Les moules de Marcel Broodthaers restent fraîches

On connaît ces "tableaux" faits de coquilles de moules qu'a produits Marcel Broodthaers, adulé par les uns, détesté par d'autres. Outre l'expression d'une autodérision bien belge, l'artiste voulait signifier son refus d'entrer dans le "moule" des musées, de l'académisme, bref du "suivisme".

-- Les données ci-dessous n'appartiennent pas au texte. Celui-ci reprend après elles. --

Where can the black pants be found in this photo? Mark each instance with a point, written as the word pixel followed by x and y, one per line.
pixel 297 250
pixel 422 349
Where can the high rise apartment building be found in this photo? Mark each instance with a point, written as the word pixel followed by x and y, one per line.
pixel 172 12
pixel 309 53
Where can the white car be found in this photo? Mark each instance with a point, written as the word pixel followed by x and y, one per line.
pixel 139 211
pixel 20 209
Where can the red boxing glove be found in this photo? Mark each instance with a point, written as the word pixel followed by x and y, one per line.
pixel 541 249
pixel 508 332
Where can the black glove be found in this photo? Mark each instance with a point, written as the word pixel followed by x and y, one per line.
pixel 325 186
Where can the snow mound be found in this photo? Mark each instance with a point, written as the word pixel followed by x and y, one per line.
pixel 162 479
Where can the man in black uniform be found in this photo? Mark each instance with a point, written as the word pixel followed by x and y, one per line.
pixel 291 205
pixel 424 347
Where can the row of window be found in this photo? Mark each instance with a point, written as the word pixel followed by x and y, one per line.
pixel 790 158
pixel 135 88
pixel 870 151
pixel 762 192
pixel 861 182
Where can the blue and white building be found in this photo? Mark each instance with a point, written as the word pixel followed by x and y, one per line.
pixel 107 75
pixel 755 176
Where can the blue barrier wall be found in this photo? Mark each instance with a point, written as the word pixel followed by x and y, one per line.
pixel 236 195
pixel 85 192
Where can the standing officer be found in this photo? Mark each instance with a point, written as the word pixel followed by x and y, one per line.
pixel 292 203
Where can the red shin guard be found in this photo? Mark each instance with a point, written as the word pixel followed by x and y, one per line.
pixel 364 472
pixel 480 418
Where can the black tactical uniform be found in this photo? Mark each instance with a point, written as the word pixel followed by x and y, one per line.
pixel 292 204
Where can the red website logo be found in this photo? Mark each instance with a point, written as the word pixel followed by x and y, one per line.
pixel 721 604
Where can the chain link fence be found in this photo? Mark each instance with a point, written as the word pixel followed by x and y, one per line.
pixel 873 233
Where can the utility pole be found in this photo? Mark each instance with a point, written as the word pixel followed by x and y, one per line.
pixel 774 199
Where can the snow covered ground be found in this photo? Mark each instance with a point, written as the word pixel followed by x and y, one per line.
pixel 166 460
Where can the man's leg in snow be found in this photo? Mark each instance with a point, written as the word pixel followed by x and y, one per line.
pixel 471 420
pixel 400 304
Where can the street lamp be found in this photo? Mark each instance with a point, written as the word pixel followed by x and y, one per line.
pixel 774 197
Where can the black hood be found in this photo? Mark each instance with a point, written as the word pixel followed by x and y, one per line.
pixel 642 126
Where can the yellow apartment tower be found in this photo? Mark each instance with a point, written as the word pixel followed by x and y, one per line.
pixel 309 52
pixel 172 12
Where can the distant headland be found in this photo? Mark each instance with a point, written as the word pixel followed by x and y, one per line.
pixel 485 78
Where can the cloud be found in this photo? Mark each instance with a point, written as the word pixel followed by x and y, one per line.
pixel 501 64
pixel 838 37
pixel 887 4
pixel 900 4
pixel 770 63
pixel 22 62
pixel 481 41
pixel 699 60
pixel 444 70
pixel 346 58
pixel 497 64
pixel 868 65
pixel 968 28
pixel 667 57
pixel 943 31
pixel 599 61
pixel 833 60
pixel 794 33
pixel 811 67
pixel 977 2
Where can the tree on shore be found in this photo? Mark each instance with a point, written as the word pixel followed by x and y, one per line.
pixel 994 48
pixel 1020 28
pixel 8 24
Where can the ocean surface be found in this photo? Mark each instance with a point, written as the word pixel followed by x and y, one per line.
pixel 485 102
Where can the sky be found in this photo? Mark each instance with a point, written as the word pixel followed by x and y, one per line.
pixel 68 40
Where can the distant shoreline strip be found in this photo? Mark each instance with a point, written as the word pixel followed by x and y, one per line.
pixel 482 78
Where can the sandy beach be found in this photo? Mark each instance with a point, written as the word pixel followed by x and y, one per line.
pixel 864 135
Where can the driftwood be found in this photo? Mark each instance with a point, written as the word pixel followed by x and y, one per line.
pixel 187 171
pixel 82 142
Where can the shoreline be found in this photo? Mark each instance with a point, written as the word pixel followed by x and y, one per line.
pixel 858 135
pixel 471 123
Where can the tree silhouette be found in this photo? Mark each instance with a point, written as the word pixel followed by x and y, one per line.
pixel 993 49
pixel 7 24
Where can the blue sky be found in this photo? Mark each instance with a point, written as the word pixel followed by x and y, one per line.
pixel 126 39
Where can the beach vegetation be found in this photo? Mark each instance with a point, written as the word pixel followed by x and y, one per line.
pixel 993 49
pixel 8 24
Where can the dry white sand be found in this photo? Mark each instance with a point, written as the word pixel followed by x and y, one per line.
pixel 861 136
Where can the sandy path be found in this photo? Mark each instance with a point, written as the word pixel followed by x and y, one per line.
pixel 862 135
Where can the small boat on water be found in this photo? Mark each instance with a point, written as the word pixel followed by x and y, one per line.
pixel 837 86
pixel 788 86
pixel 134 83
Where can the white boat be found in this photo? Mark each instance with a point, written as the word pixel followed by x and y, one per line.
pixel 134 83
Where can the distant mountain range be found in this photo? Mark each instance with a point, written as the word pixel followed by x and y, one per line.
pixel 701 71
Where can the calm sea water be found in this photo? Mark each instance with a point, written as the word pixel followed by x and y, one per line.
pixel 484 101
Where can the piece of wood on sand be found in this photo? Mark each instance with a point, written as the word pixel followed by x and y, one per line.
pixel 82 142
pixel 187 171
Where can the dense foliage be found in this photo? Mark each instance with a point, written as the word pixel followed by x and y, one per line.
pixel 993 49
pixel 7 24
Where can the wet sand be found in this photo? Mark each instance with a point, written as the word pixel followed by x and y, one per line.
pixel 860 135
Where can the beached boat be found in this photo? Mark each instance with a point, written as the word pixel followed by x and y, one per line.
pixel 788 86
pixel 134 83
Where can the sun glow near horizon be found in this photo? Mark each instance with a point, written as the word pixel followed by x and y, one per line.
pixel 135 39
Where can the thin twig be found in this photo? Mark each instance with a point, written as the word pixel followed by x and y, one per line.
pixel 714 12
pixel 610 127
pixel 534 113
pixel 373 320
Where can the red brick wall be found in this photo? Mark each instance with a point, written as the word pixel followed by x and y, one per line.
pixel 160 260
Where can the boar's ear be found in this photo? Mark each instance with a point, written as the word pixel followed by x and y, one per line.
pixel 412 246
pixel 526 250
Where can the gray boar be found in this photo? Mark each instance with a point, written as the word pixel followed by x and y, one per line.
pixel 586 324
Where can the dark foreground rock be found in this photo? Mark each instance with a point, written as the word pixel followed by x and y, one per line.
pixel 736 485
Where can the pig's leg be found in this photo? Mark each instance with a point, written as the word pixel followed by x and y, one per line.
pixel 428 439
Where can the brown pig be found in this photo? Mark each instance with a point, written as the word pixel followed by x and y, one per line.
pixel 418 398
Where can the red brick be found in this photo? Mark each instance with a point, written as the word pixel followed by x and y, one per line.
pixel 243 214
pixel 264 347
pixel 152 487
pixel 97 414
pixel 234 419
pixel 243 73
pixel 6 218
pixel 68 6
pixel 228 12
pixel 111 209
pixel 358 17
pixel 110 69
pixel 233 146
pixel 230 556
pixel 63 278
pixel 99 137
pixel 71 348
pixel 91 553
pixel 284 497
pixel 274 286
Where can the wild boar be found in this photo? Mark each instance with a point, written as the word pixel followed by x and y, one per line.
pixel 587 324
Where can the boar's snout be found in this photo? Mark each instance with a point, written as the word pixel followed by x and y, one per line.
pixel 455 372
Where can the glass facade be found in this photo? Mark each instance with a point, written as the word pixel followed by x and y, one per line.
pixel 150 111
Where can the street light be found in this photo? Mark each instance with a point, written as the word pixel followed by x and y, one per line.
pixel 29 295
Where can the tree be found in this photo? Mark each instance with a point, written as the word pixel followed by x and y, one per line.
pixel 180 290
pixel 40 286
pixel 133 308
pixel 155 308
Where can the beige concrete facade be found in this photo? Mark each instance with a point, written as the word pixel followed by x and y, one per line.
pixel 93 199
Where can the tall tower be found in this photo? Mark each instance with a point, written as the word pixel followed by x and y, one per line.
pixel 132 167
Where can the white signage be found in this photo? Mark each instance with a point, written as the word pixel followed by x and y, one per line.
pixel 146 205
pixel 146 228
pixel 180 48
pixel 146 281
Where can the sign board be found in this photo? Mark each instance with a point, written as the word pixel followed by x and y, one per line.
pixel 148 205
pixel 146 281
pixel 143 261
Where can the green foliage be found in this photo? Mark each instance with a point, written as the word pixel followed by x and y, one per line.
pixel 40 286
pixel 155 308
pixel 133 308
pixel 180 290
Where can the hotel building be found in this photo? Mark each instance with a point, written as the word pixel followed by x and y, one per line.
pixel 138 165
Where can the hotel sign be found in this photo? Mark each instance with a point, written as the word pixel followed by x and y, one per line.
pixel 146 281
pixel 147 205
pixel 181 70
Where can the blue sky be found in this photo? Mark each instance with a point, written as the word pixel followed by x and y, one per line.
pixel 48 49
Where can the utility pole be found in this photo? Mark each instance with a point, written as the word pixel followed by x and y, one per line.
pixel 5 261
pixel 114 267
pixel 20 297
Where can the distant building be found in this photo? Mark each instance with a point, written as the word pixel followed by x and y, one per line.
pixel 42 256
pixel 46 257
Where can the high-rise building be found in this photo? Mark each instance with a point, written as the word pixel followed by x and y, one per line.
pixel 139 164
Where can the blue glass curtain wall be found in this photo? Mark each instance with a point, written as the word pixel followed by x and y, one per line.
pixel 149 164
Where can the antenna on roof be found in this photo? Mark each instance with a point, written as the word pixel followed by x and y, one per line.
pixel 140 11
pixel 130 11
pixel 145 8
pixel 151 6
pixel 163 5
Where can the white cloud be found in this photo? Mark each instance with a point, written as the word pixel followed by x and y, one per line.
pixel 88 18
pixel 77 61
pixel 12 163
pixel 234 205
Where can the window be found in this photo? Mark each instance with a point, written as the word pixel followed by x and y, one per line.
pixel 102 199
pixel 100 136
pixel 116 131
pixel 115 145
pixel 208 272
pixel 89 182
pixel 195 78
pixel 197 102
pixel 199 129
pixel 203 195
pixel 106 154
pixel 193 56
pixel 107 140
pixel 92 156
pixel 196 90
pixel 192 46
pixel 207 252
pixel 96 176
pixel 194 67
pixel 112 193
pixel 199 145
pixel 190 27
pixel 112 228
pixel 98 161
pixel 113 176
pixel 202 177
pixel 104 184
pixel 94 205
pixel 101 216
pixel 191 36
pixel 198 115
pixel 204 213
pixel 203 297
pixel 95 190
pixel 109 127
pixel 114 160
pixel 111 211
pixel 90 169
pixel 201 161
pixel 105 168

Lui-même ne savait pas peindre, mais son intention s'inscrit avec aisance dans une forme de surréalisme belge qui privilégie l'idée et son contraire, l'opposition du contenu et du titre, du signifié et du signifiant, du double sens et du contresens.

Cette forme d'expression, qui ne pâtit pas des litanies de l'art conceptuel, a selon moi induit une rafraîchissante émulation des questions à se poser sur l'art, voire sur les borborygmes d'une époque. Et à ce titre, Broodthaers reste parfaitement actuel.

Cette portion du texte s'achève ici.